Does anyone know if other states have similar laws? Wonder what type of momentum would have to manifest for other state legislatures to get a similar bill into committee for debate
A related effort is restricting what state and local gov can do with facial recognition. The cities of San Francisco, CA and Somerville, MA have passed ordinances, and NYC is considering it (as if the NYPD cares) but city bans obviously have major limitations.
It looks to me like momentum on facial recognition is building now. Call your state reps, tell your friends, find folks who feel the same way and make some noise.
I find this sort of litigiousness to be bullshit because it incentivizes signing up for Facebook. I can't be party to some lawsuit against Facebook if I don't have an account ("users").
I deleted my Facebook a few years ago, so if some class-action suit comes out for people who were users in 2018+, where's my payout? How is such a system fair to people who had the sense to either delete before whatever time horizon is used in a case or people who never created an account? None of these people who could win the lottery in court suffered a real loss.

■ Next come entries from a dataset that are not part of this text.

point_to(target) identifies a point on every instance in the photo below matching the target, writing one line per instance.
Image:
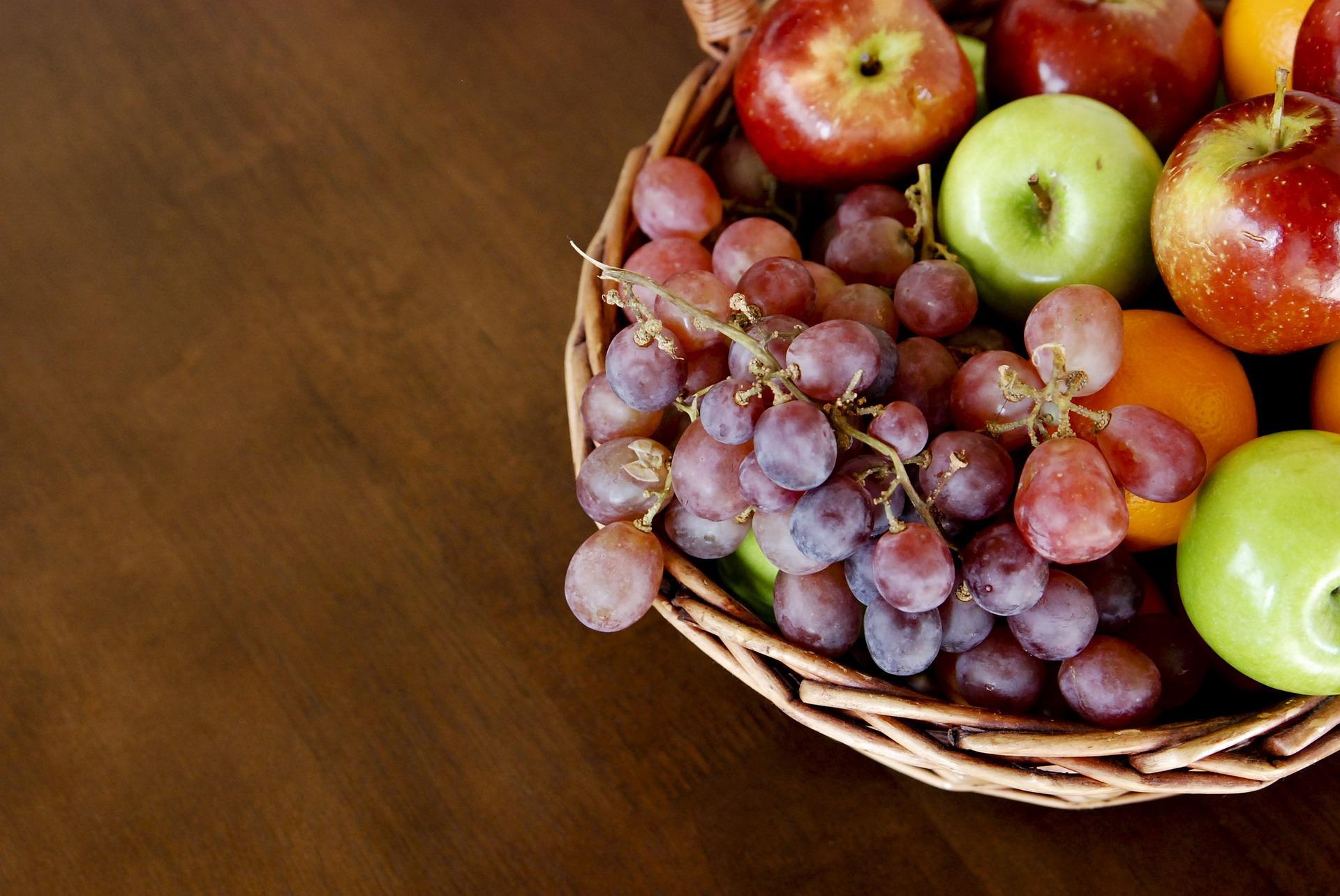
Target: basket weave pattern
(951, 747)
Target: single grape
(674, 197)
(1152, 454)
(705, 367)
(614, 576)
(831, 521)
(747, 243)
(826, 283)
(772, 532)
(1112, 683)
(830, 357)
(606, 417)
(874, 201)
(795, 445)
(902, 428)
(662, 259)
(877, 485)
(780, 285)
(1004, 575)
(1069, 505)
(964, 623)
(741, 174)
(902, 643)
(724, 417)
(1117, 587)
(776, 346)
(859, 571)
(914, 569)
(1000, 675)
(620, 480)
(648, 378)
(865, 303)
(936, 298)
(872, 251)
(974, 491)
(703, 539)
(701, 290)
(925, 378)
(1087, 320)
(1062, 623)
(1178, 652)
(706, 475)
(761, 492)
(976, 398)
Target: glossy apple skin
(1316, 57)
(1258, 563)
(818, 121)
(1156, 62)
(1102, 172)
(1246, 239)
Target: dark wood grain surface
(285, 500)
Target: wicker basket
(951, 747)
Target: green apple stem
(1281, 82)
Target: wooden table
(287, 502)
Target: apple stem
(1044, 199)
(1281, 81)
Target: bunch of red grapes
(942, 498)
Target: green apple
(976, 51)
(1047, 192)
(748, 575)
(1258, 563)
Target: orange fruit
(1258, 36)
(1172, 367)
(1325, 391)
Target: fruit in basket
(1258, 38)
(837, 94)
(1325, 391)
(1316, 57)
(1258, 564)
(1047, 192)
(1245, 224)
(1172, 367)
(1156, 62)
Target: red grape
(972, 492)
(606, 417)
(914, 569)
(620, 480)
(902, 643)
(976, 397)
(936, 298)
(645, 377)
(1062, 623)
(999, 675)
(1004, 575)
(818, 611)
(674, 197)
(1112, 683)
(706, 475)
(1087, 320)
(614, 576)
(1152, 454)
(872, 251)
(703, 539)
(748, 241)
(761, 492)
(1069, 507)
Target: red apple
(1156, 62)
(1316, 58)
(837, 93)
(1246, 224)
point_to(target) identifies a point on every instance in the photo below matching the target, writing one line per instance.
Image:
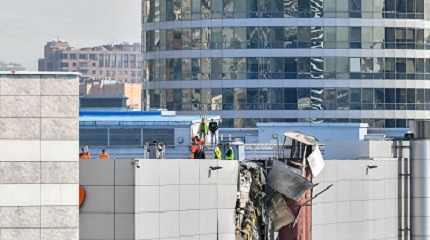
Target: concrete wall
(361, 204)
(108, 211)
(39, 156)
(179, 199)
(163, 199)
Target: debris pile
(276, 195)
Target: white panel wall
(180, 199)
(361, 204)
(39, 168)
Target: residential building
(109, 93)
(10, 66)
(120, 62)
(289, 60)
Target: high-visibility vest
(217, 153)
(229, 155)
(104, 156)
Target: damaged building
(295, 195)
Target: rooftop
(39, 73)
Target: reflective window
(174, 10)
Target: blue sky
(26, 25)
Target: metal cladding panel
(420, 189)
(284, 180)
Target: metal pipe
(420, 181)
(403, 188)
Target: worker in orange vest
(104, 155)
(84, 155)
(194, 148)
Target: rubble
(276, 195)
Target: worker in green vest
(229, 153)
(218, 152)
(203, 129)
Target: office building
(120, 62)
(289, 60)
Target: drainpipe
(401, 148)
(420, 181)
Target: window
(355, 8)
(355, 37)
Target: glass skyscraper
(289, 60)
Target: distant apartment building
(110, 94)
(9, 66)
(120, 62)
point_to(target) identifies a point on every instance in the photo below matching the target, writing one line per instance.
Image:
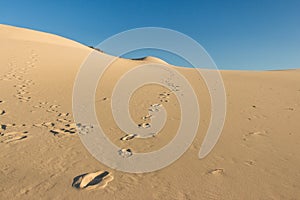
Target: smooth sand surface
(41, 155)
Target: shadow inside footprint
(92, 180)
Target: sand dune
(41, 153)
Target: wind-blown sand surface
(256, 157)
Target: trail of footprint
(89, 181)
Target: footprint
(63, 120)
(63, 114)
(89, 181)
(69, 128)
(84, 129)
(53, 108)
(218, 171)
(125, 153)
(12, 137)
(164, 97)
(128, 137)
(144, 125)
(45, 124)
(257, 133)
(147, 117)
(155, 107)
(2, 112)
(250, 162)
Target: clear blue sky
(240, 34)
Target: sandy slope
(255, 158)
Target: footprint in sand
(128, 137)
(84, 128)
(147, 117)
(218, 171)
(53, 108)
(164, 97)
(250, 162)
(155, 107)
(125, 153)
(89, 181)
(144, 125)
(12, 137)
(2, 112)
(251, 134)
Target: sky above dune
(249, 35)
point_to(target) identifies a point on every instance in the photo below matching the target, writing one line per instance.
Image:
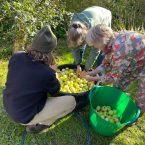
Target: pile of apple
(107, 113)
(71, 83)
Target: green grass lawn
(69, 130)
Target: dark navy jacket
(27, 85)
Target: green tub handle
(135, 118)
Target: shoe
(36, 128)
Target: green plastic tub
(126, 109)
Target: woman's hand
(83, 74)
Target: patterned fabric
(125, 61)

I don't. I don't think anyone is entitled to a payout, as Facebook users did not pay Facebook causing some sort of breach of contract. They are owed nothing IMO.
Yet the legal system gives people an incentive here to sign up for free services so they can one day reap the rewards when Free Service X slips up and breaks State Law Y. Admittedly, the rewards will be small. But nonetheless, it is an incentive and aggregated across society it isn't nothing.
This sort of litigious behavior just slides us further and further into a culture of dishonesty and makes a mockery of the justice system.
Also, let me be more specific given there's another thread on here about this. What makes anyone think they're entitled to "$5,000" for signing up for a free service and uploading their photos to it? This is absurd. Please explain specifically how running a facial recognition algorithm on person's photos is equivalent to "$5,000" worth of damages. Where did that number come from? Why not $1 or $1,000,000?
Possessing a picture of someone's face is OK, but creating a model that represents that face is not OK if that model can be compared to another picture to categorize it.
Possessing a picture of someones face is OK, and having a human create a mental model that represents that face is OK as well even if that can be compared to another picture to categorize it.
The argument seems to center around how easy/hard or expensive/cheap the process is.